Small Banks Soar As Contagion Concern Eases
One day after a historic rout among regional banks which saw many loss 50% or more of their market cap, US regionals rallied on Tuesday, clawing back some losses from the selloff seen in the wake of Silicon Valley Bank’s collapse, as concerns about wider contagion in the financial system eased.
First Republic Bank jumped as much as 63% for its sharpest intraday gain ever, following a record Monday drop, while PacWest Bancorp surged 64% and Western Alliance Bancorp rose 53%. Meanwhile, bigger banks such as Bank of America and Citigroup also advanced. Meanwhile, Charles Schwab rallied as much as 18% after Ron Baron told CNBC earlier in the day that he had bought stock on Monday as it plunged.
Regional bank stocks “represent one of the best risk/reward in many years” in the wake of the rout, Baird analyst David George wrote in a Tuesday note, saying that "extreme fear and negative sentiment” have been driving the selloff, but “we believe the risk of contagion is generally low and believe investors should take advantage of weakness to add exposure to the group.” The view was echoed yesterday by Bill Ackman who tweeted that small banks are an "incredible bargain".
Our economy will not function effectively without our community and regional banking system. Therefore, the @FDICgov needs to explicitly guarantee all deposits now. Hours matter.— Bill Ackman (@BillAckman) March 13, 2023
We also need a modern version of our deposit insurance regime, but that will take some time, and… https://t.co/38mcc75M9a
That said, while Tuesday morning’s bounce is helping stocks pare the recent carnage, they’re still far below levels from last week.

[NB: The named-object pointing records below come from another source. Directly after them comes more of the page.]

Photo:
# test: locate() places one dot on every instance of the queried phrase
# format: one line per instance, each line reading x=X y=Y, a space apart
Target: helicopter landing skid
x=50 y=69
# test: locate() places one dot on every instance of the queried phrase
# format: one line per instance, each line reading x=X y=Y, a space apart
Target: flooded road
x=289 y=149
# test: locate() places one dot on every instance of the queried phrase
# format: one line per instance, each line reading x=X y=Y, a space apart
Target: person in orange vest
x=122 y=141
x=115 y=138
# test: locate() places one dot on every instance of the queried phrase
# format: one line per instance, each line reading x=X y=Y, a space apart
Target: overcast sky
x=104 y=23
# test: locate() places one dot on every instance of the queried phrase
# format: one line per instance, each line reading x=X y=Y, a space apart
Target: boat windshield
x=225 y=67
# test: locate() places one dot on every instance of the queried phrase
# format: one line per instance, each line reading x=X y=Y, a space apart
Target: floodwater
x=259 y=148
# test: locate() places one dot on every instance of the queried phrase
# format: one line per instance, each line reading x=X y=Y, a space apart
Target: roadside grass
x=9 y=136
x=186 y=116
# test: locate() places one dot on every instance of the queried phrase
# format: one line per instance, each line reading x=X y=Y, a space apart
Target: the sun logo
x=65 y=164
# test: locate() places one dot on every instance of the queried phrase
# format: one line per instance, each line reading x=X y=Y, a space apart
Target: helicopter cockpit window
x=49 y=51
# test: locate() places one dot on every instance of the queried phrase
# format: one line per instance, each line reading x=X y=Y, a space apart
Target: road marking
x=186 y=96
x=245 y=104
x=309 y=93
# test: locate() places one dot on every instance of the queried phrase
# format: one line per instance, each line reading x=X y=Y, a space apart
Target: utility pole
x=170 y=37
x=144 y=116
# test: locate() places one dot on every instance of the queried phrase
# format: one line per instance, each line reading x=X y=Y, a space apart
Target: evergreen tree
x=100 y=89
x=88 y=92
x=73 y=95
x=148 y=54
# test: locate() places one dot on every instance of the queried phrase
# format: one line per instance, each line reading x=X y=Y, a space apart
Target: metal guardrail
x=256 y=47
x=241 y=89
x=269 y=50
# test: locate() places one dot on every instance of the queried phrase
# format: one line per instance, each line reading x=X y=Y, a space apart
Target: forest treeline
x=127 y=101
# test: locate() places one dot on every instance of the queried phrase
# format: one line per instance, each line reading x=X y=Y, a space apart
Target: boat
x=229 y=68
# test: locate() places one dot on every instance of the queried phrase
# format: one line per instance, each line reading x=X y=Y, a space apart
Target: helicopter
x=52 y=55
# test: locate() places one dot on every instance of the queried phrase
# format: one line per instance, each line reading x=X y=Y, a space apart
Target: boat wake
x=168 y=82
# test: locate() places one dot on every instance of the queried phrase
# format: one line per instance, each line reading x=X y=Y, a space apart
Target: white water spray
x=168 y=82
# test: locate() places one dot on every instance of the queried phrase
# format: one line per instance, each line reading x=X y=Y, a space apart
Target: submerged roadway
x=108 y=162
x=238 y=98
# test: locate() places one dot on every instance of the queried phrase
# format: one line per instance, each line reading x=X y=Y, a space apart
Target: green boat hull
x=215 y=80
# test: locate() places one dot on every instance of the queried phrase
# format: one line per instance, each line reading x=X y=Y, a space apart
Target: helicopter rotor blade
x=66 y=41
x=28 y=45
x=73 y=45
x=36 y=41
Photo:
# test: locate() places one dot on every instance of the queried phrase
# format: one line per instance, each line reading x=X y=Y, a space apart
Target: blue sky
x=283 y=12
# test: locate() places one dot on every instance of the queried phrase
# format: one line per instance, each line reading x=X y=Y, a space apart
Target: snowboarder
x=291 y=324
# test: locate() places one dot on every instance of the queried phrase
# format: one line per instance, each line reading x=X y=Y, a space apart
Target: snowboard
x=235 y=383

According to Bloomberg calculations, First Republic would need a 268% rally from Monday’s close to reach its closing level from Wednesday, and PacWest would need to jump 174%.
The KBW broad bank Index fell for six straight sessions through Monday and lost a quarter of its value, extending declines even after regulatory intervention was announced over the weekend. It jumped as much as 6.5% on Tuesday.
“Once we move away from initial shock rather than painting everyone with the same brush, there is a tendency to scrutinize the models a bit more, the banks’ deposit bases and access to liquidity,” said Gary Schlossberg, global strategist at Wells Fargo Investment Institute. “There has been no foot-dragging by the government, we could even see more steps down the road to stabilize the system.”
The selloff will “certainly be contained,” if there is a suggestion that Fed policy is shifting a bit, he added, although that remains to be seen: bank runs don't stop on a dime and we have yet to see how much money continues to flow out of small banks, whose assets may be propped up courtesy of the latest bailout facility but at this point it's all about their liabilities, i.e. deposits.
Bank bulls got an unexpected booster overnight when one of the market's biggest permabears, investor Michael Burry, said he believes the spreading crisis following the collapse of Silicon Valley Bank could resolve very quickly and that he is "not seeing any true danger.”
March 14, 2023
Yet not all is well. Late on Monday, rating agency Moody's placed First Republic Bank and five other US lenders on review for downgrade, the latest sign of concern over the health of regional financial firms.
Finally, while the banking situation may be stabilizing in the US, it is getting worse in Switzerland. As reported earlier, Credit Suisse found material weakness in financial reporting for 2021 and 2022, which sent the stock to a new record low while blowing out the bank's Credit Default Swaps to a record high.